Бурный финиш - Дик Фрэнсис 15 стр.


Я медленно выпрямился, держа в руке трофеи. Обрывок бумаги - верхняя часть фирменного бланка Ярдмана. Банкнот неизвестной страны и несколько травинок сена.

Обрывок бумаги и купюра были пришпилены булавкой, а травинки оказались между ними.

- Что за чепуха? - произнесла Габриэлла.

- Ты не знаешь, что это за валюта? - спросил я, показывая ей купюру.

Оглядев ее с двух сторон, она сказала:

- Югославская. Сто динаров.

- И сколько же это?

- Примерно пять тысяч сто лир.

Три фунта. Клочок бумаги. Сено. И все было запрятано во флакон. Габриэлла взяла у меня из рук бумажки и отцепила булавку.

- Что все это значит? - спросила она.

- Понятия не имею, послание в бутылке, но что оно значит?

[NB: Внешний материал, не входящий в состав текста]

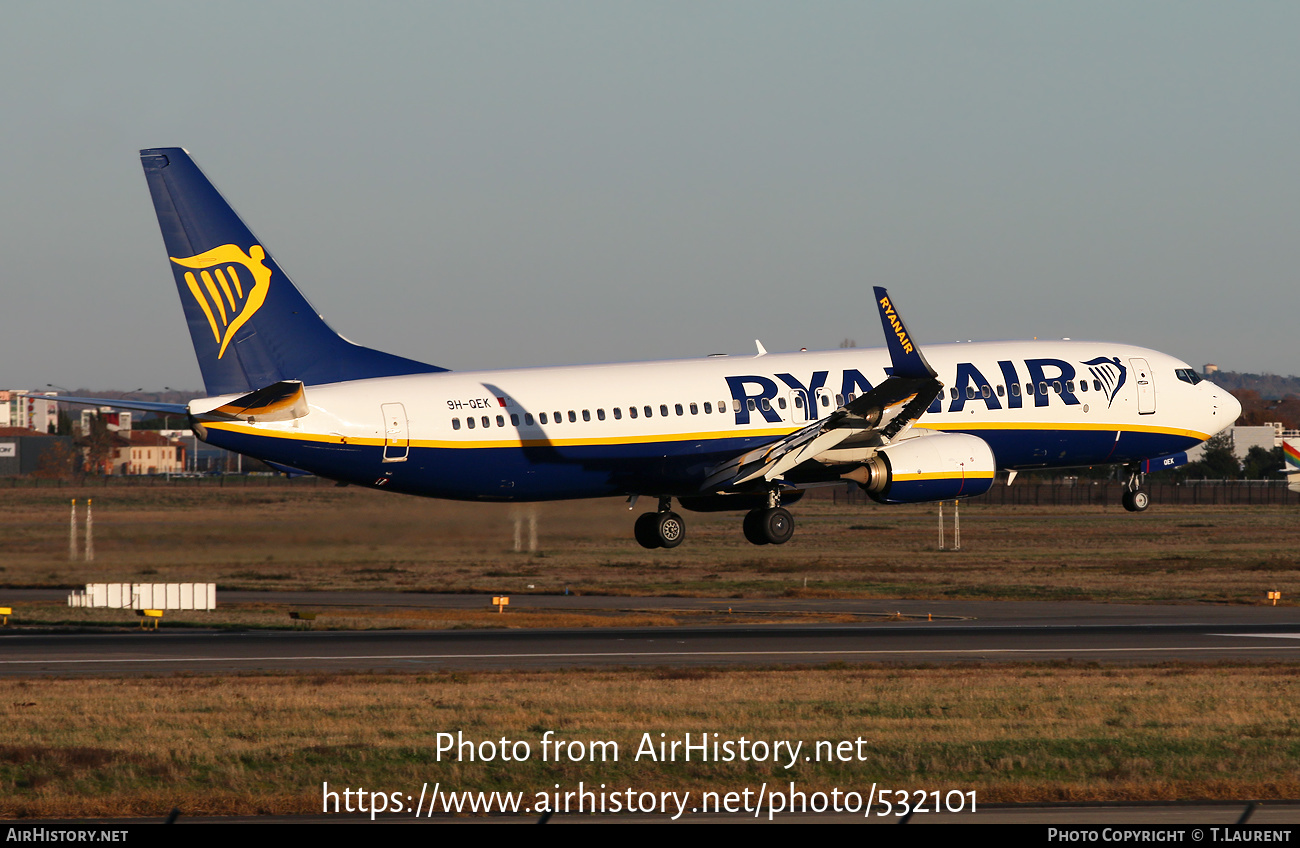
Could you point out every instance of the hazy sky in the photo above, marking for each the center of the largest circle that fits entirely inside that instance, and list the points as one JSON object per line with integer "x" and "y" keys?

- В бумаге какие-то дырочки, - сообщила Габриэлла.

- Это от булавки.

- Нет, их гораздо больше. Смотри. - Она подняла бумажку. Красные печатные буквы бланка гласили: "АГЕНТСТВО ЯРДМАНА. ТРАНСПОРТИРОВКА ГРУЗОВ". Клочок был размером шесть дюймов на два. Я посмотрел его на свет.

Саймон наколол булавкой пять букв. "ЛЮДЕЙ". Меня обдало жаром.

- Что все это значит? - спросила Габриэлла.

- Посмотри, как он наколол буквы - получается: "АГЕНТСТВО ЯРДМАНА. ТРАНСПОРТИРОВКА ЛЮДЕЙ".

Моя интонация явно ее напугала. Она, похоже, что-то почувствовала.

- Но как все это понимать?

- У Саймона не было карандаша, - мрачно отозвался я, избегая объяснений. Только булавки в лацкане пиджака. Записка в бутылке, которую наконец выбросило волной на берег. - Надо подумать, - сказал я. - Надо все хорошенько вспомнить.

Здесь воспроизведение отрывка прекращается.